Rose kept her promise, taking care of Veleda for five more years as her mental and physical health declined, seeing her through to her passing. In fact, in Veleda’s obituary, Rose is mentioned as being “like a sister” to her for all those years.
An Empathetic Approach
It’s been decades since Rose’s mother, who passed away when she was 25, told her that she saw a talent in her for taking care of others. Rose says that the idea of being a caregiver sang to her, and that still today she hears the truth of her mother’s words. Despite the many challenges that come with caring for aging clients, she feels comfortable in the work and deeply committed to their care.
Her mindset when caretaking is to come in without believing she knows everything. Instead, she listens. “You have to be very patient,” Rose says. “You have to listen to them. You have to be calm so that they can pour out what is in their heart. That is exactly what we are supposed to do with our clients. We let them pour out so that you can value what they are telling you, so that you can be able to help more. You have to listen, to become them, and put yourself in their shoes. Supposing it was me. What would I love somebody to do for me?”
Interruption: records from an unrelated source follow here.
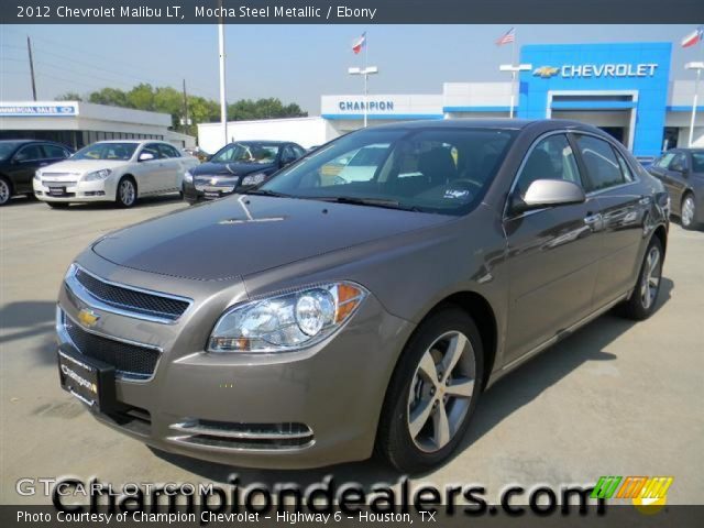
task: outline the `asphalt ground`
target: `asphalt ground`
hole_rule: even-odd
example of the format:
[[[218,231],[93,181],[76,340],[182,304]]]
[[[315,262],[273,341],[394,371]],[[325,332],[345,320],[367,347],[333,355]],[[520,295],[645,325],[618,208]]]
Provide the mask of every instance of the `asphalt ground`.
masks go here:
[[[47,504],[15,492],[23,477],[84,481],[310,484],[332,473],[395,482],[378,461],[311,471],[228,468],[155,454],[99,425],[58,385],[55,299],[73,257],[117,228],[185,208],[176,197],[130,210],[0,208],[0,503]],[[484,394],[459,454],[415,482],[505,486],[593,484],[601,475],[671,475],[669,504],[703,504],[704,232],[672,223],[657,312],[634,323],[607,314]],[[517,502],[521,502],[517,499]]]

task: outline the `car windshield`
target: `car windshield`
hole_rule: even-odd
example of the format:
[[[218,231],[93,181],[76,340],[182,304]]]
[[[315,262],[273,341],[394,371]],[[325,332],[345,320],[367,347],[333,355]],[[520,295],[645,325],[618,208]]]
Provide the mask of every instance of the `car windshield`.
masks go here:
[[[128,161],[134,154],[138,143],[94,143],[72,156],[72,160]]]
[[[274,163],[279,145],[273,143],[231,143],[218,151],[210,158],[216,163]]]
[[[2,141],[0,142],[0,160],[7,160],[12,155],[14,150],[18,147],[19,143],[14,141]]]
[[[465,215],[481,201],[515,135],[505,129],[367,129],[320,147],[256,193]]]

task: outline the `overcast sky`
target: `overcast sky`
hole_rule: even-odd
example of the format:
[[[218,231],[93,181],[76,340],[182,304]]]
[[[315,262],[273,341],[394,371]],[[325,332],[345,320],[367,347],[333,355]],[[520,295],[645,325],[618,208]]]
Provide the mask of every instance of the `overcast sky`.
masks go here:
[[[508,25],[228,25],[228,100],[278,97],[311,114],[323,94],[359,94],[360,65],[351,45],[367,32],[369,62],[381,73],[375,94],[440,94],[444,81],[506,78],[498,64],[510,45],[494,41]],[[672,77],[690,78],[683,64],[704,59],[704,45],[681,48],[694,25],[518,25],[517,44],[591,42],[673,43]],[[140,81],[218,98],[216,25],[0,26],[0,100],[31,99],[26,35],[33,41],[40,99]]]

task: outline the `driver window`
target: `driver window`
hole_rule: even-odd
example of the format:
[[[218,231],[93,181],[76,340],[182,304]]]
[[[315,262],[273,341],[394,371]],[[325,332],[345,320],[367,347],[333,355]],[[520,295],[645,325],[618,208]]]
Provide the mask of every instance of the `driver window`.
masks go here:
[[[526,160],[516,190],[522,197],[537,179],[564,179],[582,186],[574,153],[564,134],[541,140]]]

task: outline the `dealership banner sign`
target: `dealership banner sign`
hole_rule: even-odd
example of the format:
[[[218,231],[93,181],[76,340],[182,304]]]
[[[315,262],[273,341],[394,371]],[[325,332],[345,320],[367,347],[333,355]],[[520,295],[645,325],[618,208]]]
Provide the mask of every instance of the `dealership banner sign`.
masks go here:
[[[0,103],[0,118],[40,118],[40,117],[75,117],[78,105],[75,102],[47,103]]]
[[[692,24],[702,21],[702,6],[700,0],[18,0],[0,9],[0,24]]]

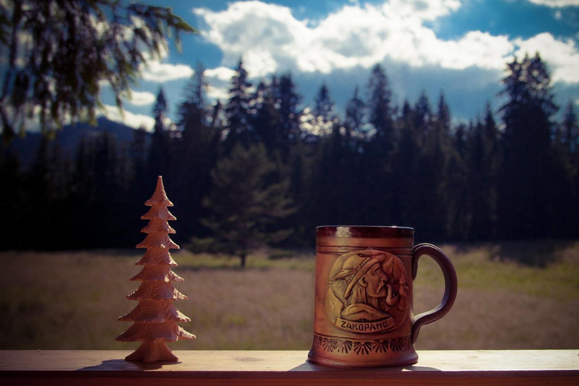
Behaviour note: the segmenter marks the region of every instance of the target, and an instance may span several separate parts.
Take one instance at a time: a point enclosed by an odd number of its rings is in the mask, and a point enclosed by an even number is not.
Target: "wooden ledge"
[[[579,384],[579,350],[418,351],[414,366],[336,369],[307,352],[177,351],[142,363],[125,351],[0,351],[2,384]]]

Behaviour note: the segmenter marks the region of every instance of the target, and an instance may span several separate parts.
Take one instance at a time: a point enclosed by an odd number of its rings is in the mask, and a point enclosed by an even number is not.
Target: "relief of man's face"
[[[382,270],[379,263],[370,267],[361,278],[366,285],[366,294],[371,297],[383,297],[386,296],[386,283],[388,276]]]

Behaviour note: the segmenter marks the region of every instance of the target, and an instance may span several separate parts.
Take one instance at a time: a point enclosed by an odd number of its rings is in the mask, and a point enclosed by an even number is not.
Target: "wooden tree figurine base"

Her empathetic approach to caregiving is what endears clients to her and what she says allows her to be a better caregiver. She likens it to having children, letting them tell you what they need so that you can help them, rather than defaulting to the belief that you know what’s best. So she takes the time to find out their pains, desires, and how they go about their life, integrating herself into their lives, rather than upending what they’ve created in order to do her job.
She’s worked in different places and countries in her life, but Senior1Care? “Beyond what I expected,” she says “because we work like family here.” The secret to a great working relationship, she says, is when caregivers are dependable, trustworthy, and honest. This two-way street is the only way it works, she says, and when it does, everyone becomes like family.